Every bit of it makes me want to vomit.

I turn the corner, heading away from those perfect families with perfect lives, into the alleyway that feels much more natural to me. There's nothing fake, no pretense about this place that always irritates me so much. The graffiti that emerges from the brick confines of my domain exist because someone felt something, had a human experience, or wanted to leave their mark. Nothing like those sickly sweet paintings of things that never happened, of people who nobody would even have thought should exist until they stained a page.

The art world is like that, at least the art world society deems is appropriate to even be considered "art". A person with zero creativity and only a glimpse of human anatomy can taint a canvas, and everyone goes nuts because he has enough money to obtain his prestige.

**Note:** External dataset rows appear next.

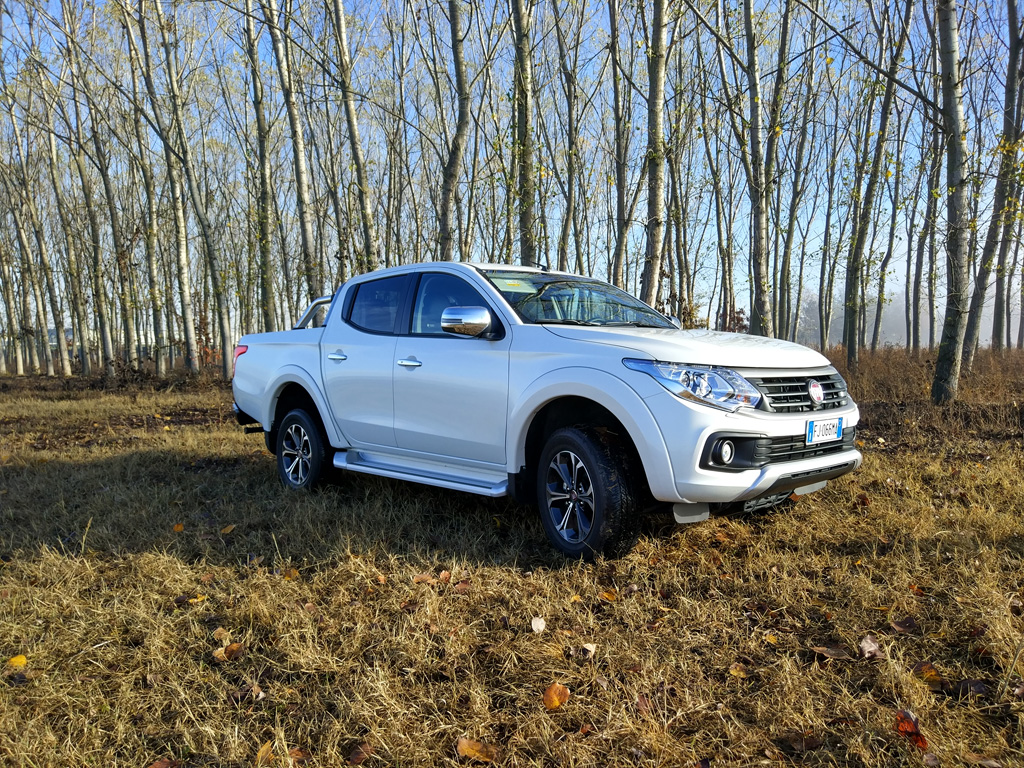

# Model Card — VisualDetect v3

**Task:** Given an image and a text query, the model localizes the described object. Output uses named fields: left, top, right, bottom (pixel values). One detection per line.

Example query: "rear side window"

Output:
left=348, top=274, right=406, bottom=334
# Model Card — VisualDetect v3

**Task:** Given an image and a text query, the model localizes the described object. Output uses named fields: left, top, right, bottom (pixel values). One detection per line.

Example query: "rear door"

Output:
left=394, top=272, right=512, bottom=464
left=321, top=274, right=411, bottom=446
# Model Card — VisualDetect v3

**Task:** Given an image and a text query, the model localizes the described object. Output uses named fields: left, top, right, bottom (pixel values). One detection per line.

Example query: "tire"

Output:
left=278, top=409, right=328, bottom=490
left=537, top=427, right=639, bottom=560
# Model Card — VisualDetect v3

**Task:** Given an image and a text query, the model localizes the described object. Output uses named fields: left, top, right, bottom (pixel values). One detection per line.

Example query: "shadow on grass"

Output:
left=0, top=451, right=562, bottom=567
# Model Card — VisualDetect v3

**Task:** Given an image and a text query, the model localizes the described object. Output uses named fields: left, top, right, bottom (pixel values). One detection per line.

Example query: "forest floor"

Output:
left=0, top=350, right=1024, bottom=768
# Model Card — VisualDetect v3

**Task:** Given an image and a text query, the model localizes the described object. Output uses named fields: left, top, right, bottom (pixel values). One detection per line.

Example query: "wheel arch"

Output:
left=507, top=368, right=675, bottom=500
left=263, top=372, right=340, bottom=453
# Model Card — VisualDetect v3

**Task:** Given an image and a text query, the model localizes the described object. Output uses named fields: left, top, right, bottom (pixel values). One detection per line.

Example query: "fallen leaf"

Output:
left=456, top=737, right=498, bottom=763
left=964, top=753, right=1002, bottom=768
left=949, top=680, right=988, bottom=699
left=348, top=741, right=374, bottom=765
left=895, top=710, right=928, bottom=752
left=811, top=645, right=853, bottom=662
left=637, top=693, right=650, bottom=715
left=776, top=731, right=822, bottom=755
left=544, top=683, right=569, bottom=712
left=256, top=741, right=273, bottom=766
left=228, top=683, right=266, bottom=703
left=860, top=635, right=886, bottom=660
left=889, top=616, right=921, bottom=635
left=910, top=662, right=949, bottom=692
left=729, top=662, right=751, bottom=680
left=213, top=643, right=246, bottom=662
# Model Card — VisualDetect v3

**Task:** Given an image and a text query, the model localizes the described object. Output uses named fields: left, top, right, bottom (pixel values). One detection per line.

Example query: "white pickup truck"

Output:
left=233, top=262, right=861, bottom=558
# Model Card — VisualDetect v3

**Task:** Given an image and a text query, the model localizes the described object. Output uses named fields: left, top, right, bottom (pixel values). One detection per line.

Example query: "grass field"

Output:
left=0, top=350, right=1024, bottom=768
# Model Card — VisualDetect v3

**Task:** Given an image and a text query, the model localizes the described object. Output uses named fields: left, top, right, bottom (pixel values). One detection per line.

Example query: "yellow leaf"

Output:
left=544, top=683, right=569, bottom=712
left=455, top=738, right=498, bottom=763
left=256, top=741, right=273, bottom=765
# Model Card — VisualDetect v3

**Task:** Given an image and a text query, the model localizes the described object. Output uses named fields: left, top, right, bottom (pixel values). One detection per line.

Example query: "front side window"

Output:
left=412, top=272, right=487, bottom=335
left=481, top=269, right=675, bottom=328
left=348, top=274, right=406, bottom=334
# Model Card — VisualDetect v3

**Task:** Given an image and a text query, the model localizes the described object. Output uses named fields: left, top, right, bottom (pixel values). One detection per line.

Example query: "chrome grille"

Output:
left=744, top=369, right=850, bottom=414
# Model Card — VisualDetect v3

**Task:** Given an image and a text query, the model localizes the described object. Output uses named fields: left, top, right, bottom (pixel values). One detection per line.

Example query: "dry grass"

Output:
left=0, top=351, right=1024, bottom=767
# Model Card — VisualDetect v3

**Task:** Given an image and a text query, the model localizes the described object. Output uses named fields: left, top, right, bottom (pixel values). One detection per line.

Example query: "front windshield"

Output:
left=480, top=269, right=675, bottom=328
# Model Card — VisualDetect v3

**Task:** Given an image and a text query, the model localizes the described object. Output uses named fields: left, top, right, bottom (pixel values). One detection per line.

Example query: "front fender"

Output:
left=259, top=364, right=348, bottom=447
left=505, top=367, right=678, bottom=501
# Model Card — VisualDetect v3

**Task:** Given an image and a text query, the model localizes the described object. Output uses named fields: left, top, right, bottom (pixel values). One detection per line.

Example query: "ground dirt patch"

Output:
left=0, top=350, right=1024, bottom=768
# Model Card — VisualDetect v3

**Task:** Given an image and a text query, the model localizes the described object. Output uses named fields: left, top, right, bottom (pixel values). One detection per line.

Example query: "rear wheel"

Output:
left=278, top=409, right=327, bottom=490
left=537, top=427, right=639, bottom=560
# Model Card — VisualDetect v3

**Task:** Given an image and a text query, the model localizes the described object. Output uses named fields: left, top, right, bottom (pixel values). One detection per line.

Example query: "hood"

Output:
left=545, top=326, right=831, bottom=369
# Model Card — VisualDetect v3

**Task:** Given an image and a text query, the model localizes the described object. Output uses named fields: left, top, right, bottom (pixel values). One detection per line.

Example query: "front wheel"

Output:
left=537, top=427, right=639, bottom=560
left=278, top=409, right=327, bottom=490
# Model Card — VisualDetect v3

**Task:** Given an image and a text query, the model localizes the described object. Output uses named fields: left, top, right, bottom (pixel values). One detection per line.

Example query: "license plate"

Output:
left=806, top=417, right=843, bottom=445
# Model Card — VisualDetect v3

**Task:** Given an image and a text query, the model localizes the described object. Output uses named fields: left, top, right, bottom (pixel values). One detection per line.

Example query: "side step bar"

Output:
left=334, top=450, right=509, bottom=498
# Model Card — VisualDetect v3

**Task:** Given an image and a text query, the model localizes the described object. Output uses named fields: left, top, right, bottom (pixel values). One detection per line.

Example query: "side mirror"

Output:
left=441, top=306, right=493, bottom=338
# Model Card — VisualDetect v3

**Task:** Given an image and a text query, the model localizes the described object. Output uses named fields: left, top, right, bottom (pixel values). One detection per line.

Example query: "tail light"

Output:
left=231, top=344, right=249, bottom=378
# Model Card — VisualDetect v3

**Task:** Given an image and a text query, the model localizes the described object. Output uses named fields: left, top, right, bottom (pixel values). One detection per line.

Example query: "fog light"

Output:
left=712, top=440, right=736, bottom=466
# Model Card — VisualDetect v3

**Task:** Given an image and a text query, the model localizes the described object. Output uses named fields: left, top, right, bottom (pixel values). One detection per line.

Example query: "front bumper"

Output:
left=646, top=392, right=863, bottom=504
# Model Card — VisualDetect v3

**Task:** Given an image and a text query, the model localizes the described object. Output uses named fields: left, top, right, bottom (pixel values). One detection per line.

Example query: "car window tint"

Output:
left=348, top=274, right=406, bottom=333
left=413, top=272, right=487, bottom=334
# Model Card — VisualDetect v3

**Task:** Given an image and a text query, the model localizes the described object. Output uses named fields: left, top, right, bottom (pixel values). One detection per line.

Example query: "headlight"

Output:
left=623, top=358, right=761, bottom=411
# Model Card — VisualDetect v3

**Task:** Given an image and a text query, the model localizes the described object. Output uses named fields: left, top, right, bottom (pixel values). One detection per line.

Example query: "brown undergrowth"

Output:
left=0, top=350, right=1024, bottom=767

And if he's lucky, people with even more money than he does will collectively agree that his work is valuable and then sell it for a very high price, so that some capitalist snobs might brag about how much cash they blew on whatever they hang from their walls. It's repulsive. As if any of them would know anything about true art or human emotion. I happen to be a budding master in both of those fields. 

I climb up the stairs to the small apartment Bailey and I share, careful not to slip on the water-slicked asphalt. It must have rained while I was studying. How could I not have noticed how humid it feels? I was probably distracted by those idiot parents down the street. People tend to be very good distractions, as far as I've observed. 

I sigh to myself and slide the key into the rusted lock, and turn it sharply. Our lock jams sometimes. There's a grating click, and I swing the door open. The first thing I notice is the chair. It's on the floor. Let me rephrase, it's on it's side in the middle of our cluttered living room. I blink. Bailey is suspended from the ceiling, a rope twisting around her bruised neck. 

From far away, I hear my watch chime twice. It's 6:00. I always keep close attention to the time, because time is important. And there truly never seems to be enough of it.